À la tribune de l’ONU, le 25 septembre, M. Macron avait renvoyé dos à dos Israël et l’organisation terroriste Hezbollah en leur demandant de cesser leurs hostilités. Le Hezbollah, qui multiplie les tirs à la frontière libanaise avec Israël depuis le début de l’offensive à Gaza, prend « depuis trop longtemps le risque insoutenable d’entraîner le Liban dans la guerre », avait-il martelé.
À Gaza, M. Netanyahu commet « une faute, y compris pour la sécurité d’Israël demain », a renchéri le président sur France Inter, mettant en garde contre « un ressentiment qui est en train de naître, une haine qui est nourrie par cela ».
Mais le Conseil représentatif des institutions juives de France (Crif) a « vivement » déploré les propos de M. Macron : « appeler à priver Israël d’armes, ce n’est pas faire le jeu de la paix, cela revient à faire le jeu du Hamas et du Hezbollah ! » Cette déclaration « encourage par ailleurs la France insoumise dans sa radicalité et sa stratégie de chaos dans le débat public », a-t-il dénoncé, après l’appel de Jean-Luc Mélenchon à « mettre des drapeaux palestiniens partout où c’est possible » à partir de mardi.
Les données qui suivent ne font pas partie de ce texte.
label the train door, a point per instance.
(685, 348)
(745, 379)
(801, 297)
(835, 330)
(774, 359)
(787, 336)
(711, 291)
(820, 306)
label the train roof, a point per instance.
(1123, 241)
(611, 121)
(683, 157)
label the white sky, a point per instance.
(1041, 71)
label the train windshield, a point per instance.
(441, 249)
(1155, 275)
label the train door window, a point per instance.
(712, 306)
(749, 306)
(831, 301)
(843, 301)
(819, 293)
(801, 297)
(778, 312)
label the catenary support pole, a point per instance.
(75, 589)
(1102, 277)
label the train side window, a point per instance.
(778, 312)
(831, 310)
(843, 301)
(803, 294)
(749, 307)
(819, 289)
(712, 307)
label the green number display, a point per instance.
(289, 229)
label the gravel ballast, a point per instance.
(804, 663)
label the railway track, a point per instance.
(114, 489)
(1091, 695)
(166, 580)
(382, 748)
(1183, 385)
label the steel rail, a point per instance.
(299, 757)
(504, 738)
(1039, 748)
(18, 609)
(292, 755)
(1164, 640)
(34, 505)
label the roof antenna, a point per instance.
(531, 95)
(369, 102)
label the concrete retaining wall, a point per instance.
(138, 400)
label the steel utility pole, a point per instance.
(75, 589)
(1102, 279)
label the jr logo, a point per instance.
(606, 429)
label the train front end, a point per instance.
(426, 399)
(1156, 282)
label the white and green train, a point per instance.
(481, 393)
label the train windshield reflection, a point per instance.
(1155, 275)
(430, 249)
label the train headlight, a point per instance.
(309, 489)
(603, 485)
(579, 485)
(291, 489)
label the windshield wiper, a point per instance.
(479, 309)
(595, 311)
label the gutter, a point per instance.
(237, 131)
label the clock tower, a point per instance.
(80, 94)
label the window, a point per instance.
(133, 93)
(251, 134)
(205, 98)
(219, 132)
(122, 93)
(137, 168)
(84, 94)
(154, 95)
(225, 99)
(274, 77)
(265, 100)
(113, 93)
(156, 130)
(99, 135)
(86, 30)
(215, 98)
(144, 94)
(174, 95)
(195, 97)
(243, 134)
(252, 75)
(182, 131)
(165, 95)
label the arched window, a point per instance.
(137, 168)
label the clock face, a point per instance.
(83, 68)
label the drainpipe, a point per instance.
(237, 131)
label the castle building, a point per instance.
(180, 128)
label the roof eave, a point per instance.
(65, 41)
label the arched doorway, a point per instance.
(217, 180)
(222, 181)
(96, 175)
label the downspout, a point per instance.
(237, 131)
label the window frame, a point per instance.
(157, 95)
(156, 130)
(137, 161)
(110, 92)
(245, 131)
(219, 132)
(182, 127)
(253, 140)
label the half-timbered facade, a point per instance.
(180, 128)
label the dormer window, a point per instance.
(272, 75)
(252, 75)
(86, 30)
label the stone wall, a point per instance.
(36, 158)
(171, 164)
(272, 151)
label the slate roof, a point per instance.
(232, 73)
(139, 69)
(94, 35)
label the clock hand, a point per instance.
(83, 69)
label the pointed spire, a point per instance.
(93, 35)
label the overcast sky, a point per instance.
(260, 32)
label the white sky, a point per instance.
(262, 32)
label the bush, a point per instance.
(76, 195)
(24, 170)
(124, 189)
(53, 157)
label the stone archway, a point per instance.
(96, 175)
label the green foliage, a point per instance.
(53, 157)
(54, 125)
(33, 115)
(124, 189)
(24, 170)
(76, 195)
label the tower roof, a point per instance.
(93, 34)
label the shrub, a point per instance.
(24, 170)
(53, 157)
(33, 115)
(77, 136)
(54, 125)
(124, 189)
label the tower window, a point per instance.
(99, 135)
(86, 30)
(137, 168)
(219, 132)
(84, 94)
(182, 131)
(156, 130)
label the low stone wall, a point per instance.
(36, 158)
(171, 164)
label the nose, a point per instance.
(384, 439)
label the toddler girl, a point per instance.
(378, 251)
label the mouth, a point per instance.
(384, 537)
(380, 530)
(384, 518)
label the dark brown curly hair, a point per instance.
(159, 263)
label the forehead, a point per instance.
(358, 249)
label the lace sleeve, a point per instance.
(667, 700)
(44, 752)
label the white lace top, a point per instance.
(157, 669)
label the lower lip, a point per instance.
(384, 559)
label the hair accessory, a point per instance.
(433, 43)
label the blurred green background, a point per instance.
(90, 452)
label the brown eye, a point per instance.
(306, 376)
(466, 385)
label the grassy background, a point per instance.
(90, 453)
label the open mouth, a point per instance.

Le député Insoumis Éric Coquerel, invité de l’émission Le Grand Jury pour RTL, M6, Public Sénat et Le Figaro, a lui jugé « tardive » la sortie d’Emmanuel Macron. « Il y a longtemps qu’il fallait effectivement arrêter d’armer Israël, en tout cas sur toutes les armes servant le génocide en cours à Gaza », a-t-il lancé, jugeant « stupéfiante » la réaction de M. Netanyahu. « Je pense qu’il aurait fallu convoquer a minima l’ambassadeur d’Israël » en France, a-t-il ajouté.
« Il ne faut pas désarmer Israël » dans les circonstances actuelles, a alerté dimanche la présidente de l’Assemblée nationale Yaël Braun-Pivet, en réaction aux déclarations d’Emmanuel Macron appelant à cesser les livraisons d’armes servant à Gaza. Tout en refusant de « commenter » les propos du président de la République, Yaël Braun-Pivet a estimé sur BFMTV qu’Israël faisait « face à des attaques qui remettent en cause son existence », à la veille de l’anniversaire des attaques du 7 octobre 2023.
« Tout le monde fait le maximum d’efforts pour qu’il y ait enfin un cessez-le-feu. Mais force est de constater qu’aujourd’hui le refus du cessez-le-feu, il vient du Hamas (…) Et donc malheureusement, il ne faut pas désarmer Israël dans ces circonstances-là », a martelé la présidente de l’Assemblée.
« Mais cela ne veut pas dire qu’il ne faut pas en même temps faire le maximum d’efforts pour épargner les populations civiles », a ajouté la députée Renaissance.